As Vinson and I drove around a perimeter road on the wetlands, we used binoculars and spotted large numbers of native wood ducks and several flocks of migrant teal. Granted, the teal are ‘here today and gone tomorrow’ and their migration will be finished by the opener of the general duck season but with all the available food and water, it’s a good bet many of them will end their migration here. The Wood Duck numbers are already strong and will surely become stronger with the influx of ‘new birds’ sometime in October with the passage of the first strong cold front of the season.

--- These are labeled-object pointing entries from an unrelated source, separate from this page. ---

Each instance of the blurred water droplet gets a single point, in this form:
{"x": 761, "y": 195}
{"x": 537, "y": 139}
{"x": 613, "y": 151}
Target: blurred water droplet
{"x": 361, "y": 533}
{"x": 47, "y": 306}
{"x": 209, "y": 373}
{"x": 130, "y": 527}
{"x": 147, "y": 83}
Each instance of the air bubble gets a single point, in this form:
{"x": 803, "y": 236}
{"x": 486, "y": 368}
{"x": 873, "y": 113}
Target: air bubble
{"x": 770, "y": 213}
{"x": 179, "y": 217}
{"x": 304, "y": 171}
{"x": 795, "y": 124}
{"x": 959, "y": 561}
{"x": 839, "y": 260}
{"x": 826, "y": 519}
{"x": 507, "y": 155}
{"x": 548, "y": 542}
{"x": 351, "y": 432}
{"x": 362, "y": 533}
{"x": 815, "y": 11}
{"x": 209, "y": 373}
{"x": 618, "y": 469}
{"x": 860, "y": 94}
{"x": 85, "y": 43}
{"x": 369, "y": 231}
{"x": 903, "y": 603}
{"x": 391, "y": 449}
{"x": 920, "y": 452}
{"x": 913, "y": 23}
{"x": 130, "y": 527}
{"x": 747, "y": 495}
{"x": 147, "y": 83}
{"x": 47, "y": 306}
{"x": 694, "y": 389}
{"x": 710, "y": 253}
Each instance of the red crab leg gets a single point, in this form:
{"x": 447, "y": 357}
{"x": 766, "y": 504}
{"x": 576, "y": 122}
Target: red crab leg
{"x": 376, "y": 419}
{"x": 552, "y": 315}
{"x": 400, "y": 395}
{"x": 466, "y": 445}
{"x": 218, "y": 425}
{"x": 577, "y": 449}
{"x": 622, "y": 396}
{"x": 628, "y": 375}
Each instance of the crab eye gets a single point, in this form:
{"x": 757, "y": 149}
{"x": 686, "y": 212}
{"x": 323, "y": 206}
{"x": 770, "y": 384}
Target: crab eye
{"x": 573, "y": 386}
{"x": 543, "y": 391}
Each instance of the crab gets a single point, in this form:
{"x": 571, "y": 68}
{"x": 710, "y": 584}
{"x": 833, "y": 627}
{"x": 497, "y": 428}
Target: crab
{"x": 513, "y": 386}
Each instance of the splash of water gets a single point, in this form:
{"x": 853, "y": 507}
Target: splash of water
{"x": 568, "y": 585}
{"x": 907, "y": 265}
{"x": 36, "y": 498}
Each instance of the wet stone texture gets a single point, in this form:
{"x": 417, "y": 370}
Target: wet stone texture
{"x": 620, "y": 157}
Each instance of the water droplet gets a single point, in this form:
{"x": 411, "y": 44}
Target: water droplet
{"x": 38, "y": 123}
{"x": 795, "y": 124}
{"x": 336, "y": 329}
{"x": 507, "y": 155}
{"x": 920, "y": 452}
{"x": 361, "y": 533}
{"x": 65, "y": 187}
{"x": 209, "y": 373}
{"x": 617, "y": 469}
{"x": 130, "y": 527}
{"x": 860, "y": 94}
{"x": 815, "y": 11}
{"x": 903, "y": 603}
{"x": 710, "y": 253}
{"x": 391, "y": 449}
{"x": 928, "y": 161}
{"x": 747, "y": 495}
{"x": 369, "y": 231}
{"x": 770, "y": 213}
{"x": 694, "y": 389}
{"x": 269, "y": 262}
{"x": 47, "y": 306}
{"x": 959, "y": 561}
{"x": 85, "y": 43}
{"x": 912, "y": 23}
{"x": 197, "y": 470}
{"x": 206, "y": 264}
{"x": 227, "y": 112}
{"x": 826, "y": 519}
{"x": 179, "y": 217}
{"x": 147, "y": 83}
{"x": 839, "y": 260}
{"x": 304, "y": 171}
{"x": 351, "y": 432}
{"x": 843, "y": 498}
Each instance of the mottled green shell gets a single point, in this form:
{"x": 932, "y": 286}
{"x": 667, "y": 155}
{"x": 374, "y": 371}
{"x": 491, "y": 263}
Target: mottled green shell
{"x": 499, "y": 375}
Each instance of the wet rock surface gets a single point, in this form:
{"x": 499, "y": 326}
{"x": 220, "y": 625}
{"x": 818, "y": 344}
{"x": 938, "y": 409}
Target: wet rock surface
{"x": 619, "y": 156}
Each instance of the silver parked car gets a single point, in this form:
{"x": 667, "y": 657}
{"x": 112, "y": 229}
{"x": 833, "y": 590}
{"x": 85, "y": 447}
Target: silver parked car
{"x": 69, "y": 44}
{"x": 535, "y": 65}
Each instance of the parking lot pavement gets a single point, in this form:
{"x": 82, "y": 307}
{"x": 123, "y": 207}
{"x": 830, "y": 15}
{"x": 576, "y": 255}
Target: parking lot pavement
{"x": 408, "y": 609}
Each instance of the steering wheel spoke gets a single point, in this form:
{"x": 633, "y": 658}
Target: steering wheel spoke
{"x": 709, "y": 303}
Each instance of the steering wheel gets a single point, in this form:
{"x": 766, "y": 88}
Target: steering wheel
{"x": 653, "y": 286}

“When Donny and I first began making plans in the early spring”, says Vinson, “it was obvious that we had two choices: leave the land ‘as is’ and depend on rainfall flooding marshes for short periods, then deal with the receding water during duck season or, create a series of levies with pipes/valves to hold the run off water for extended periods. We decided upon creating the ‘ideal’ duck habitat with both plenty of shallow water and food attracting plants to attract and keep the birds.”

Wild hogs are plentiful in the area and sign was everywhere we took the time to look. The hogs had moved into some of the newly excavated marshes and were feeding on roots and grubs in the soft earth. Vinson says he still has a few openings for season leases where hunters have the option of setting up their own RV at the campground or making plans to stay in the comfortable lodge on the place. Several options are available that allow duck, goose and hog hunting or fishing on the well stocked lakes.

Duck blinds are in place, marshes are awaiting the next heavy rain and food crops planted for the ducks are lush, everyone at Rice Rod and Gun Club is eagerly awaiting cooler weather and, of course, the main attraction: DUCKS. I’m predicting a banner season and look forward to a hunt or two here myself!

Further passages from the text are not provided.